Do the dance
Ehrlich, “Beware of what you wish for, it might come true”, musste ich erst mit voller Wucht erleben, um daran mit ganzem Herzschmerz zu glauben.
Jetzt. Nicht.
Der schmale Grat zwischen Lächerlichkeit und Zivilcourage.
Da steh ich eigentlich nur für mich am Ende des Bahnsteigs und warte. Auf die Welt, die Zeit und vor allem auf die U-Bahn. Drei Meter vor mir wartet einer auf Gott.
Vielleicht. Es ist heiß, er trägt einen langen, schwarzen Mantel. Offen. In der Hand eine kleine Tasche zieht er unruhig kleine Kreise auf dem Bahnsteig. Immer wieder bleibt er direkt an der Bahnsteigkante stehen, starrt ins Leere. Dann geht er zur Absperrung am Tunneleingang, schaut lange in die dunkle Röhre. Kommt zurück, wandert umher. Minutenlang. Eine U-Bahn fährt langsam ein, er bleibt nah am Tunneleingang und an der Kante stehen. Rührt sich nicht.
Die U-Bahn fährt ab und wieder wandert der Mann unruhig auf und ab. Schließlich rauscht die nächste U-Bahn heran. Er steht nah an der Kante.
Und ich kann es nur schwer erklären. Als die U-Bahn ankommt, habe ich die Augen zugemacht. Im Nachhinein und in jedem Zeitungsartikel wirkt das dann wie die Geste des eiskalten Arschlochs, das sich ein Nichts um seine Mitmenschen schert.
Und trotzdem hatte ich keine andere Lösung in dem Moment. Es war ja nur so ein komisches Gefühl. Drei-, vier Mal ist mir das bisher passiert. Geschehen ist nie etwas. Gesprungen ist dann mal einer, als ich überhaupt nicht in die Richtung gedacht habe. Und schon einen halben Bahnsteig weiter weg war. Aber darum geht es hier nicht.
Sondern nur um ein merkwürdiges Gefühl.
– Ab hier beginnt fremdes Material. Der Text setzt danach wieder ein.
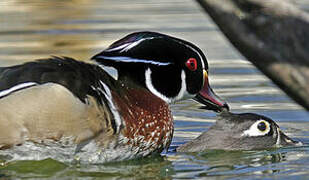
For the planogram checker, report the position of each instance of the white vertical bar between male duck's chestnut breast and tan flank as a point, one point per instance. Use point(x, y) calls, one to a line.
point(109, 98)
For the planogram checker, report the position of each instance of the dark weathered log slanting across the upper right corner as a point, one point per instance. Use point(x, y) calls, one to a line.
point(273, 35)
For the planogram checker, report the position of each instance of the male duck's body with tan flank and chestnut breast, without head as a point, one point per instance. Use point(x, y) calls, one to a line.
point(59, 106)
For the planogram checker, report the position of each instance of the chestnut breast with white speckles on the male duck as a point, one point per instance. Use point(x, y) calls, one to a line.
point(148, 122)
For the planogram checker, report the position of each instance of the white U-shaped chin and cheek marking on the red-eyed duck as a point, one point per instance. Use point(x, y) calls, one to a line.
point(181, 95)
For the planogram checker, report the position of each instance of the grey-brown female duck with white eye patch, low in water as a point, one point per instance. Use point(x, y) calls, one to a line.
point(246, 131)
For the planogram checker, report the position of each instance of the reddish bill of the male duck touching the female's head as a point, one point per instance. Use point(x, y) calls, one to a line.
point(208, 98)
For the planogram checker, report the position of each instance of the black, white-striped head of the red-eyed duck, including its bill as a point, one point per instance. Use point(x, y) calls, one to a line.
point(170, 68)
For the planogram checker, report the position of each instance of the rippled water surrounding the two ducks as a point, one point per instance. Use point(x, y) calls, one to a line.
point(31, 29)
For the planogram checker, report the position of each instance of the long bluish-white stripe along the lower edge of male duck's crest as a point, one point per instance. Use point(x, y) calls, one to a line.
point(133, 60)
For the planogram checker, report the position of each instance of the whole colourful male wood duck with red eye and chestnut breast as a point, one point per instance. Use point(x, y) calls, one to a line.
point(63, 102)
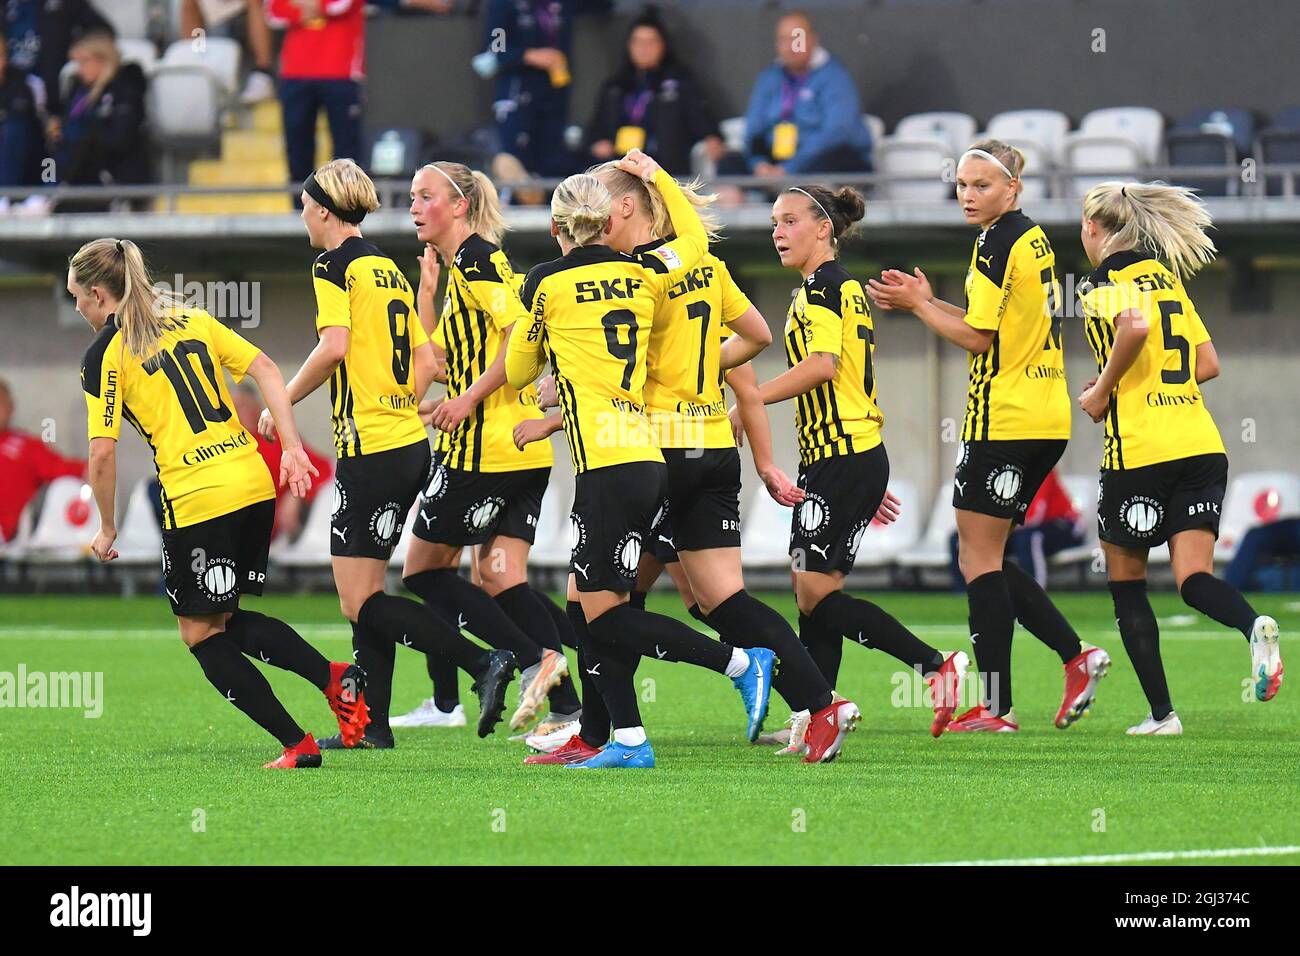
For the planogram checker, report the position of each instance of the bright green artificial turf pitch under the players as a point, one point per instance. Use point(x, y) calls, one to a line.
point(172, 775)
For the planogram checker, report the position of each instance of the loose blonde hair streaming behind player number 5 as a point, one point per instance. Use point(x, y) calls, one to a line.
point(1168, 222)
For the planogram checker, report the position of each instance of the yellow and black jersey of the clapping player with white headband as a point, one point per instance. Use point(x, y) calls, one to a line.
point(1017, 388)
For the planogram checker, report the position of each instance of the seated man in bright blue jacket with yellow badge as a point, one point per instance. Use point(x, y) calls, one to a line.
point(804, 115)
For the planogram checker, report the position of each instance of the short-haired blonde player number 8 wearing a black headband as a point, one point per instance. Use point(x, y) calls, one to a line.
point(379, 362)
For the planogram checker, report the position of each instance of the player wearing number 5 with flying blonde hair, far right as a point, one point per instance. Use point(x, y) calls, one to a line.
point(1164, 471)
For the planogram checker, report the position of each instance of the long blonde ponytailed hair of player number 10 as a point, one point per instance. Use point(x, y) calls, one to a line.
point(118, 267)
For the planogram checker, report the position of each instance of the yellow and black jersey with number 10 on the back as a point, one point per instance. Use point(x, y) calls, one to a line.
point(179, 401)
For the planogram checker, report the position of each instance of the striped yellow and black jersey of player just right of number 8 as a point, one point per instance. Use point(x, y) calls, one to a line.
point(482, 304)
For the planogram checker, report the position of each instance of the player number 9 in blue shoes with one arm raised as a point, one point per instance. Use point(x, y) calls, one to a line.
point(592, 313)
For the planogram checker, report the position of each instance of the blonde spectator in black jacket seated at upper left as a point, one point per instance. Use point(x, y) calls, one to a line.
point(101, 139)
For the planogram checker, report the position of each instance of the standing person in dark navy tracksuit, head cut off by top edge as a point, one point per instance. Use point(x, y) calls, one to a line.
point(527, 51)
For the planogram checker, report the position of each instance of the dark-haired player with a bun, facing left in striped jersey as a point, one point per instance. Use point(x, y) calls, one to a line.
point(844, 470)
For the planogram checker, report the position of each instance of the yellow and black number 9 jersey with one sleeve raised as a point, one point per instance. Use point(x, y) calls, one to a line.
point(592, 315)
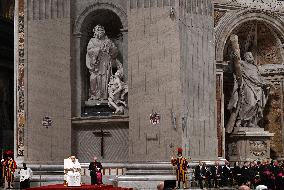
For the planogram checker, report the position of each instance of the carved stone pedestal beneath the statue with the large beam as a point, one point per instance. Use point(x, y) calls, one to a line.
point(249, 144)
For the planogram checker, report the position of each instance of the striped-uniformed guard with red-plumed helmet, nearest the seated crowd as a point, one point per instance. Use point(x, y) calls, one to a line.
point(181, 166)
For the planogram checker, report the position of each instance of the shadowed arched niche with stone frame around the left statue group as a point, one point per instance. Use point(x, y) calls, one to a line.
point(114, 20)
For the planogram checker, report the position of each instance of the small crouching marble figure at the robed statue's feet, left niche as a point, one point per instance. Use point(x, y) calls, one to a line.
point(117, 90)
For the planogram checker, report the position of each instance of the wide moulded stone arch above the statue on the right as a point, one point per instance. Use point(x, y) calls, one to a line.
point(232, 20)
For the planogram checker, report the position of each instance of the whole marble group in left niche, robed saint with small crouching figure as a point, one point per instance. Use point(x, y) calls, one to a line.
point(101, 58)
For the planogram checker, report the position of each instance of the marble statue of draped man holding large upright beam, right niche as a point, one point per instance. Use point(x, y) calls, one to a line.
point(250, 92)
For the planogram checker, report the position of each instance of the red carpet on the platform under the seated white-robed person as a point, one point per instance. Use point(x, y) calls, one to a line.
point(96, 187)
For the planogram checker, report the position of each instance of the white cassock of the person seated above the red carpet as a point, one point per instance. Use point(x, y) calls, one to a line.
point(73, 176)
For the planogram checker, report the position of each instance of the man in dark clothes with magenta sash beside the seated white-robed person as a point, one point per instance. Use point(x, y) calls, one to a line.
point(95, 168)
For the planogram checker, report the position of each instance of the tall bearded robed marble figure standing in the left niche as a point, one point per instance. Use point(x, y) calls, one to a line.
point(100, 58)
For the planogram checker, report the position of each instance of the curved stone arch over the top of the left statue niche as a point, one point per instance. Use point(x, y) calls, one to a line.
point(97, 6)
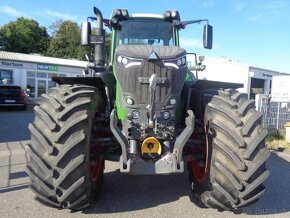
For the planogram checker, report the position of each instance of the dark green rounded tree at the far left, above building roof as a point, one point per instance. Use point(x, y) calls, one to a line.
point(24, 36)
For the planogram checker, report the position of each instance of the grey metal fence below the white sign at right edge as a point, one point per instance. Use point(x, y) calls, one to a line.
point(275, 114)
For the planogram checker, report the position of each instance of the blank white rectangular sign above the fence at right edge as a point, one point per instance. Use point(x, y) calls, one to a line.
point(280, 89)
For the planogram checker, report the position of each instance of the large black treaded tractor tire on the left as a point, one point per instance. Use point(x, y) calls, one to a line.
point(61, 168)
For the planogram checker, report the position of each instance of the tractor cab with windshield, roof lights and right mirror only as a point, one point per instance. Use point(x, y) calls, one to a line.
point(150, 29)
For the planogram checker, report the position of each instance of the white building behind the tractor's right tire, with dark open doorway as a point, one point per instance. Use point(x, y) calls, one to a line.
point(255, 80)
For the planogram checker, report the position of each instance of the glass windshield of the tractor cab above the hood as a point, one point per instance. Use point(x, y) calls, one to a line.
point(145, 32)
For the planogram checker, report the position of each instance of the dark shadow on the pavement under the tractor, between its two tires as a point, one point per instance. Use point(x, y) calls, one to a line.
point(122, 192)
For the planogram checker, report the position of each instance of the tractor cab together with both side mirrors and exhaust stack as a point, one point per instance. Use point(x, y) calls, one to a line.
point(138, 29)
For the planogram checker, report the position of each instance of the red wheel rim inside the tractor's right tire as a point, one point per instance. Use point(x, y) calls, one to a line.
point(198, 170)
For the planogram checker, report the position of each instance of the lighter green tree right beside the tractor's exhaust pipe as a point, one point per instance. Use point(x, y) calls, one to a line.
point(65, 41)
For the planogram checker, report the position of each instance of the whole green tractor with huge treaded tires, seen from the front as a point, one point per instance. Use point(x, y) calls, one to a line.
point(145, 110)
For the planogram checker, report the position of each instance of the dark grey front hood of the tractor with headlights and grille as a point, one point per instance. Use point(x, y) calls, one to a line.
point(149, 81)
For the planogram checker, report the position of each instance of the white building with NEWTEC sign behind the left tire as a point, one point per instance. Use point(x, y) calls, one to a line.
point(34, 72)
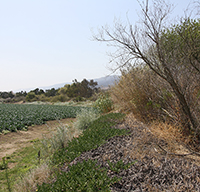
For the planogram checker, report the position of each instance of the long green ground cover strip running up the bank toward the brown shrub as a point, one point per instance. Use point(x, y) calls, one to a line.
point(95, 135)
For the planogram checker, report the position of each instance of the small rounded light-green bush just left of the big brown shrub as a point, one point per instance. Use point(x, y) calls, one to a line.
point(104, 103)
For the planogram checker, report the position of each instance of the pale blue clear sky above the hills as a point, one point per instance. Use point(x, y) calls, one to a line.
point(47, 42)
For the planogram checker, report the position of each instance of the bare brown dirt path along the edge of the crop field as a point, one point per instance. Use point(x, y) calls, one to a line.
point(14, 141)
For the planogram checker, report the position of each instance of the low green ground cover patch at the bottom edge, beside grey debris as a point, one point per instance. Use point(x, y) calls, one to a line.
point(85, 176)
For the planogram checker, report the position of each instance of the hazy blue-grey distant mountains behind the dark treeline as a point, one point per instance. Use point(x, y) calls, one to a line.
point(103, 82)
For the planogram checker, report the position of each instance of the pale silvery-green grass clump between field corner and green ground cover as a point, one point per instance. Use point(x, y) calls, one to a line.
point(85, 117)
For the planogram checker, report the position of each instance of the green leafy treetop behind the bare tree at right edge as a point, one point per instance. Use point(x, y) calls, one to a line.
point(183, 42)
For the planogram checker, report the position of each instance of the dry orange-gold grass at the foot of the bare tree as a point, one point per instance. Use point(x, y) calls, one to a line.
point(148, 139)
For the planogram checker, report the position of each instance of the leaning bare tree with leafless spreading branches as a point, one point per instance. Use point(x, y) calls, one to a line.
point(143, 44)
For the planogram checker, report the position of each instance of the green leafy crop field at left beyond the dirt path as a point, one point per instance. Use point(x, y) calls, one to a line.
point(17, 117)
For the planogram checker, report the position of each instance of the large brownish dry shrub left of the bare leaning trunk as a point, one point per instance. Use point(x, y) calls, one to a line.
point(146, 95)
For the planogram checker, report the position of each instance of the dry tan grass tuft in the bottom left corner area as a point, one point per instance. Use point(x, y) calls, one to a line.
point(36, 176)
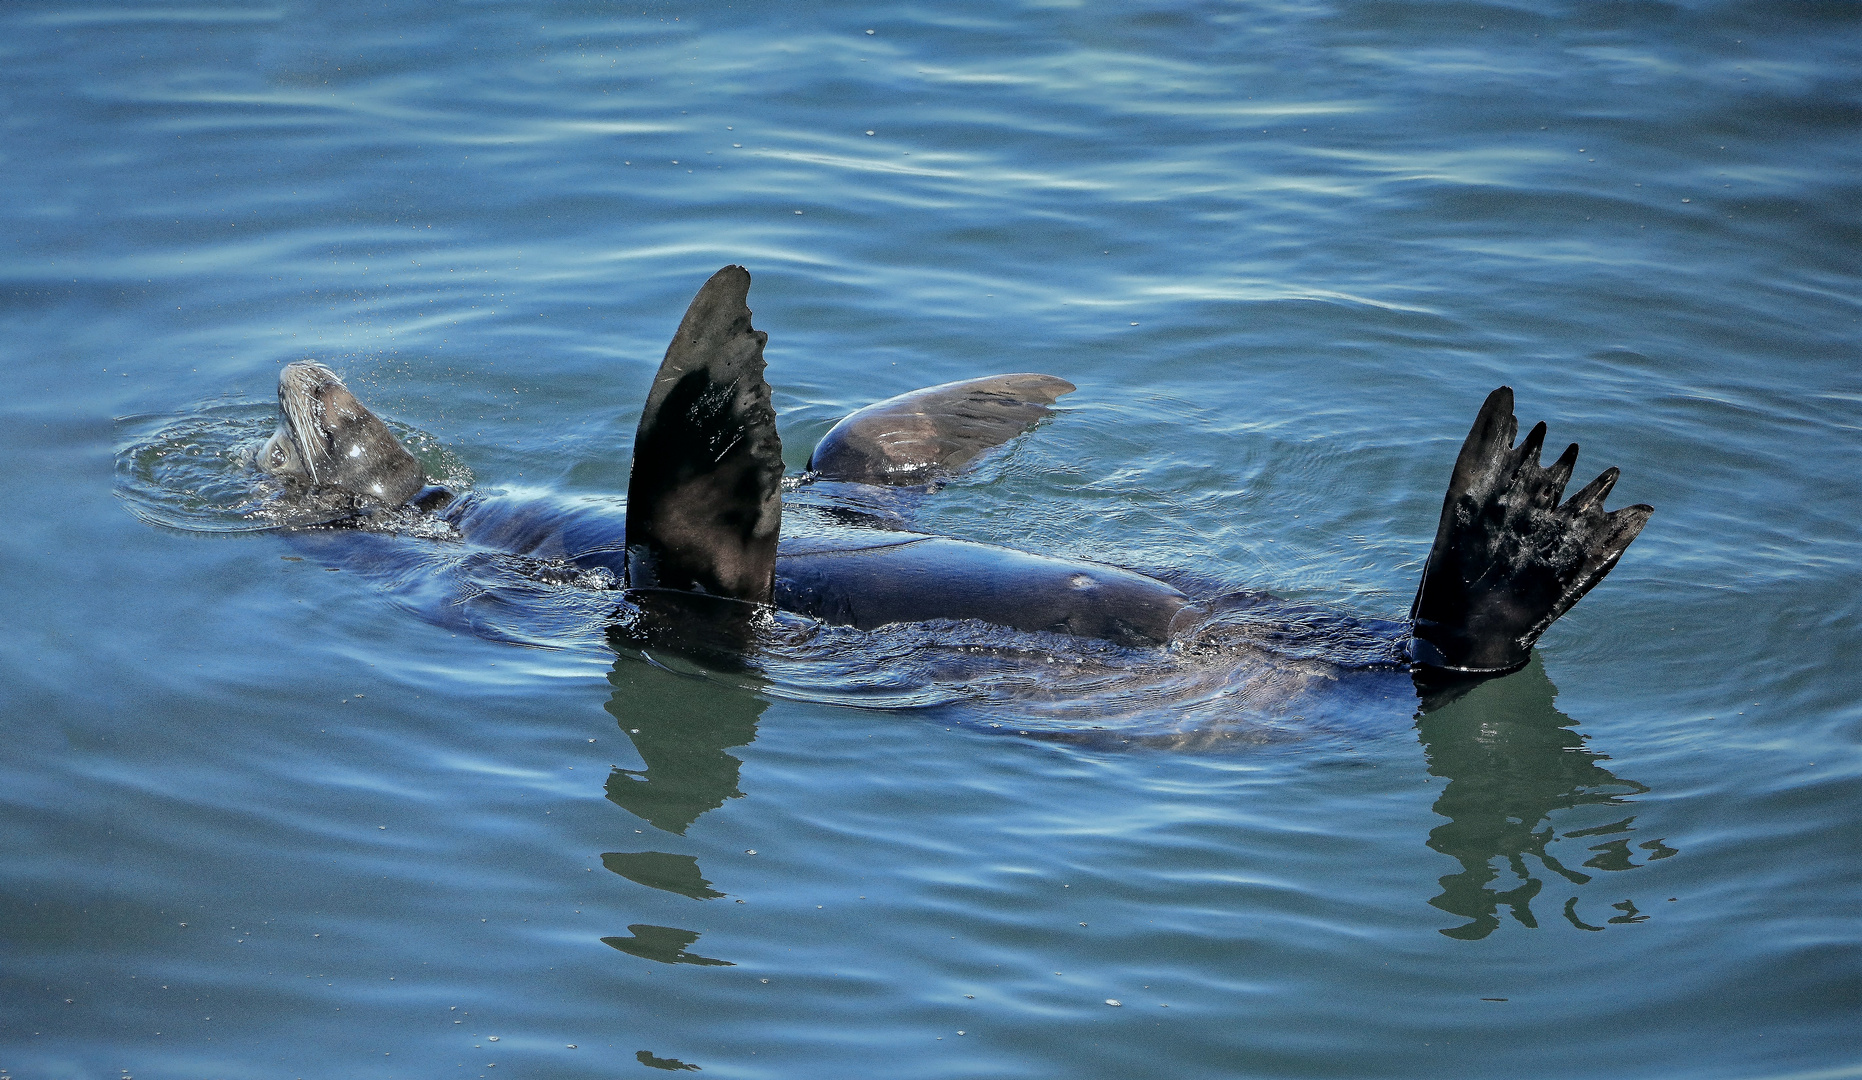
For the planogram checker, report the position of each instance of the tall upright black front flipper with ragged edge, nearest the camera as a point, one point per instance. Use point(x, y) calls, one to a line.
point(705, 502)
Eine dumpfe Vorahnung. Eine Unruhe, die von der Person ausgeht. Eine Andersartigkeit, die im tristen Einerlei des U-Bahnalltags gerade so auffällt. Nicht mehr. Nichts konkretes. Und wenn ich weiter darüber nachdenke, ist er einfach nur jemand wie ich. Der nichts macht, weil es eben alle so machen. Warum steif auf dem Platz verharren und die Wand anstarren? Warum luftig gekleidet, wenn einem schwarze, schwere Kleidung besser gefällt? Warum ihm Ärger machen?
Ich würde es mir verbitten, das jemand Fremdes Sorge um mich zeigt, wenn ich nicht erkennbar an der Stromleitung klebe. Der Mann steht wieder direkt am Tunneleingang und starrt in die Dunkelheit. Vielleicht in seine Nähe gehen? Aber was bringt das? Außer vielleicht mich im Fall des Falles noch mit in Gefahr?
Ihn ansprechen? Und mich lächerlich machen? Oder gar selbst Probleme bekommen. Denn es ist ja nur ein Gefühl. Jetzt dreht er wieder wie viele genervte Wartende kleine Kreise, weit weg von der Bahnsteigkante.
Wenn er seine Tasche abstellt und zur Kante geht? Das wäre der Punkt gewesen. Sage ich mir jetzt. Als die schnell fahrende U-Bahn heran rauscht, schaue ich ihn ein letztes Mal an. Er steht nah, aber nicht direkt an der Kante. Ganz ruhig, Tasche in der Hand. Ich schließe die Augen. Ich kann ihm nicht helfen und ich kann nicht genau erklären, warum ich es nicht kann. Sehen will ich es auf keinen Fall.
Die U-Bahn fährt ein und wir steigen beide ein.
Und ich frage mich, ob vor Jahren andere mit sich gerungen haben, als ich im Urlaub auf der Steinbrüstung einer Brücke scheinbar verschlossen und allein mit meinen Gedanken langsam vor und zurück schritt. Und einfach nur die Aussicht und Ruhe dort oben genoss.